Tobias Gietz erzielte am Wochenende in beiden Spielen jeweils ein Tor für den ASCD.

Tobias Gietz erzielte am Wochenende in beiden Spielen jeweils ein Tor für den ASCD.

Foto: Zoltan Leskovar

Duisburg.   Wasserballer scheitern im Play-off-Halbfinale erwartungsgemäß in drei Spielen an Hannover. Für den DSV 98 spitzt sich die Lage zu.

Das war es für die Wasserballer des ASC Duisburg. Im Halbfinale der Deutschen Wasserball-Liga ist nach drei Spielen in der Serie gegen Titelverteidiger Waspo 98 Hannover Schluss. Für den Duisburger SV 98 spitzt sich die Lage im Kampf um den Verbleib in der A-Gruppe nach der 3:8-Niederlage bei der SG Neukölln zu.

Play-off-Halbfinale: Waspo 98 Hannover –
ASC Duisburg 15:8

Viertel: 4:1, 2:3, 5:3, 4:1
Tore: Schimanski (2), Eidner, Gietz, Illinger, Möller, Schüler, Bakulo.

Nach dem gelobten Auftritt am Mittwochabend schlugen sich die Amateure auch im zweiten Spiel der Serie in Hannover zunächst tapfer.
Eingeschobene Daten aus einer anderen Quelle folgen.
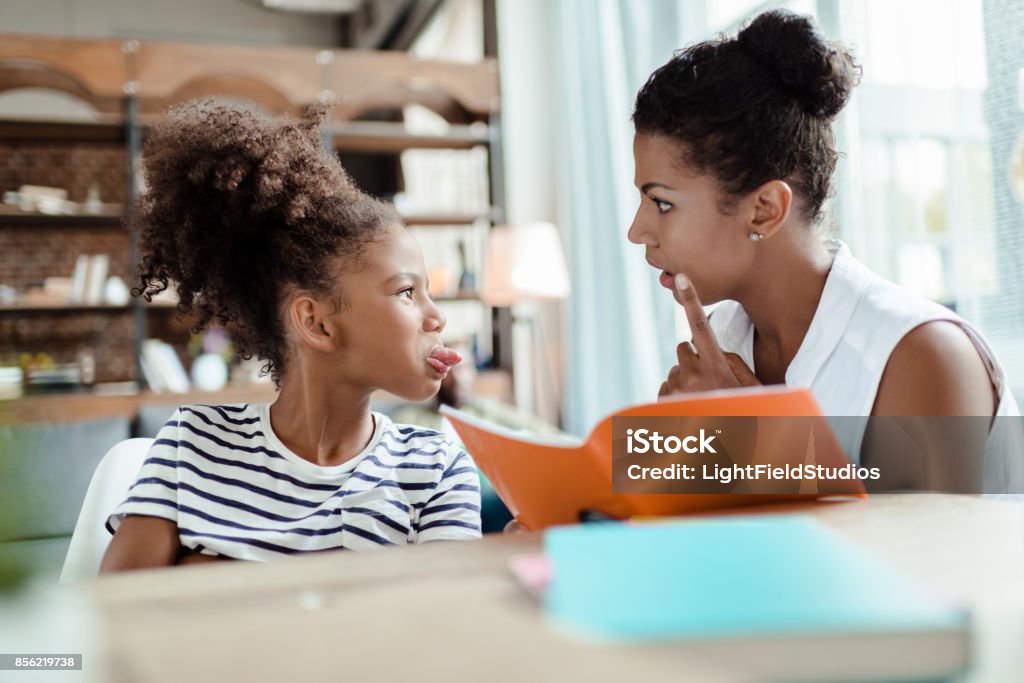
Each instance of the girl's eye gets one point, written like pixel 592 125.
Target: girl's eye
pixel 663 207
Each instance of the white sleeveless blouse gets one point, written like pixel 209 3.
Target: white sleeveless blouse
pixel 859 321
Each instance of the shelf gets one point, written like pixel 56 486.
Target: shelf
pixel 110 130
pixel 383 137
pixel 72 309
pixel 14 217
pixel 461 296
pixel 442 219
pixel 90 406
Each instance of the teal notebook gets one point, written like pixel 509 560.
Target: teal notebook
pixel 773 580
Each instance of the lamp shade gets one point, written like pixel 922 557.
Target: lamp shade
pixel 523 263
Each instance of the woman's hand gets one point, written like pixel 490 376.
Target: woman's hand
pixel 702 364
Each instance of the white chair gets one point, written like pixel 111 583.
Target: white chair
pixel 108 488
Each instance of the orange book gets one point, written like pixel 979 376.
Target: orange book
pixel 766 441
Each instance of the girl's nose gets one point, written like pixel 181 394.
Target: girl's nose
pixel 434 319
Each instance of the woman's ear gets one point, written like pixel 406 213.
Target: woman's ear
pixel 308 318
pixel 772 202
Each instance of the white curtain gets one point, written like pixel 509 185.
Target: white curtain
pixel 621 324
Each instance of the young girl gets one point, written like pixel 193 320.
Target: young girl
pixel 258 226
pixel 734 154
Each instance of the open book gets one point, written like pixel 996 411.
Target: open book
pixel 770 441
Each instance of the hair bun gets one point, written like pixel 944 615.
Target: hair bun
pixel 817 72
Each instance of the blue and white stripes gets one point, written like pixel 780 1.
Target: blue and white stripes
pixel 233 489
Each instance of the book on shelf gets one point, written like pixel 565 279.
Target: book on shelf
pixel 162 368
pixel 89 280
pixel 771 434
pixel 79 279
pixel 96 281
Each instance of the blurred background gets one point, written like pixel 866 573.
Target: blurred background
pixel 501 131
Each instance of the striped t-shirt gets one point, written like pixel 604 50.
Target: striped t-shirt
pixel 233 489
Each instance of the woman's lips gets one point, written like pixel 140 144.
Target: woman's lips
pixel 442 358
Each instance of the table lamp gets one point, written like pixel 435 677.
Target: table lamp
pixel 524 264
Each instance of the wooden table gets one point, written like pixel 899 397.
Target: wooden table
pixel 452 611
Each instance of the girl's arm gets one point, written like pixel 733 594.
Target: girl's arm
pixel 141 543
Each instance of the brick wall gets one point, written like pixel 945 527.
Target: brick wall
pixel 29 253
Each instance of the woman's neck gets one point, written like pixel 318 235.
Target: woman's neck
pixel 781 298
pixel 322 421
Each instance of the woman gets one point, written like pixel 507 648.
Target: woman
pixel 734 154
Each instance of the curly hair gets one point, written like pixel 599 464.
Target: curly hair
pixel 240 209
pixel 755 108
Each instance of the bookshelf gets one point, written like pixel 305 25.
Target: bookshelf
pixel 128 84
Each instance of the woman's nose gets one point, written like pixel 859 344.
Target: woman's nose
pixel 638 233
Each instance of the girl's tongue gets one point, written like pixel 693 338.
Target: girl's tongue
pixel 441 358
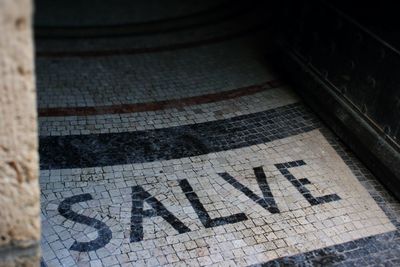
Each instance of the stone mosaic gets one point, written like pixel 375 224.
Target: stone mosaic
pixel 238 207
pixel 172 117
pixel 165 162
pixel 175 142
pixel 76 82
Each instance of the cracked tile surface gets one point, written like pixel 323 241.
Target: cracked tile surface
pixel 253 179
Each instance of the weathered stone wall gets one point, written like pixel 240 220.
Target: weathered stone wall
pixel 19 190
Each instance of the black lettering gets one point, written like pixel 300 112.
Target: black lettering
pixel 267 202
pixel 201 211
pixel 300 183
pixel 139 195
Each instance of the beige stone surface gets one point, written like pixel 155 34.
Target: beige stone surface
pixel 19 191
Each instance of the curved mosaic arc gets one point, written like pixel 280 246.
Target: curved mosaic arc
pixel 159 105
pixel 58 152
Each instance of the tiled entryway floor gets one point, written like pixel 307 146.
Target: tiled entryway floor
pixel 192 152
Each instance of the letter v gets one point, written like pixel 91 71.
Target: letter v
pixel 267 202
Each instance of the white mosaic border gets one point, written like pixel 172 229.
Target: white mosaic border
pixel 129 122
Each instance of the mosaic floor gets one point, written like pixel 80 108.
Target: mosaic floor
pixel 198 155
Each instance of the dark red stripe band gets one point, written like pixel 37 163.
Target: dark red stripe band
pixel 153 106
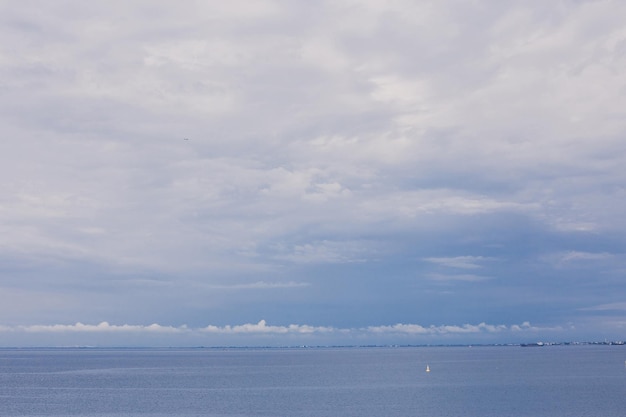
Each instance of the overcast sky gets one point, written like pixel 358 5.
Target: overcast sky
pixel 297 172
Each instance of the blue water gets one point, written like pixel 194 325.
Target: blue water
pixel 567 381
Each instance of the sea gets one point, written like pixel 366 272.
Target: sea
pixel 480 381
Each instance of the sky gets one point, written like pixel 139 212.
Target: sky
pixel 285 173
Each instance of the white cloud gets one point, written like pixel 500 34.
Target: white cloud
pixel 463 262
pixel 607 307
pixel 263 328
pixel 458 277
pixel 103 327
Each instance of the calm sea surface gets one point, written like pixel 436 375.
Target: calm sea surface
pixel 565 381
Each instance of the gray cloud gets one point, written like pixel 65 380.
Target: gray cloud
pixel 339 144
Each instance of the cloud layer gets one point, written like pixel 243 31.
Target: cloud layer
pixel 349 164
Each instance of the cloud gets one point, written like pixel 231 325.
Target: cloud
pixel 103 327
pixel 620 306
pixel 262 328
pixel 260 285
pixel 463 262
pixel 458 277
pixel 345 151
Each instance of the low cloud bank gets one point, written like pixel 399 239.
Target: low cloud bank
pixel 263 328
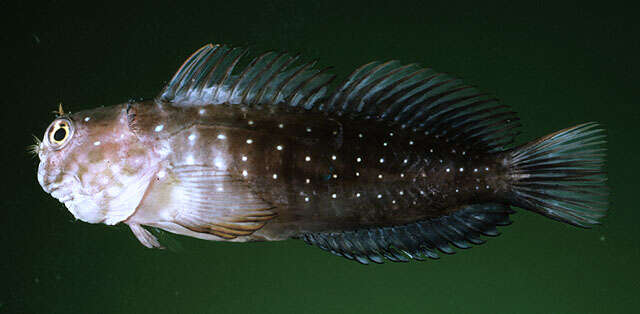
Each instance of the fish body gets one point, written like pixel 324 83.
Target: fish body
pixel 399 162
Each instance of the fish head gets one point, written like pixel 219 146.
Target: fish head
pixel 94 163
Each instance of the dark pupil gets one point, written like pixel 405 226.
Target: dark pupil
pixel 60 134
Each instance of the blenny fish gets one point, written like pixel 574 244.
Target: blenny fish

Nach 1:5-Rückstand kämpfte sich der ASCD bis zum Pause auf 4:6 heran. „Das war ganz gut“, befand Trainer Arno Troost. Nach dem 5:7 verloren die Duisburger allerdings zwischenzeitlich wieder den Faden und musste Waspo ziehen lassen.

Waspo 98 Hannover –
ASC Duisburg 14:10

Viertel: 3:1, 2:2, 4:3, 5:4
Tore: Bakulo (4), Schüler (3), Gietz, Illinger, Möller.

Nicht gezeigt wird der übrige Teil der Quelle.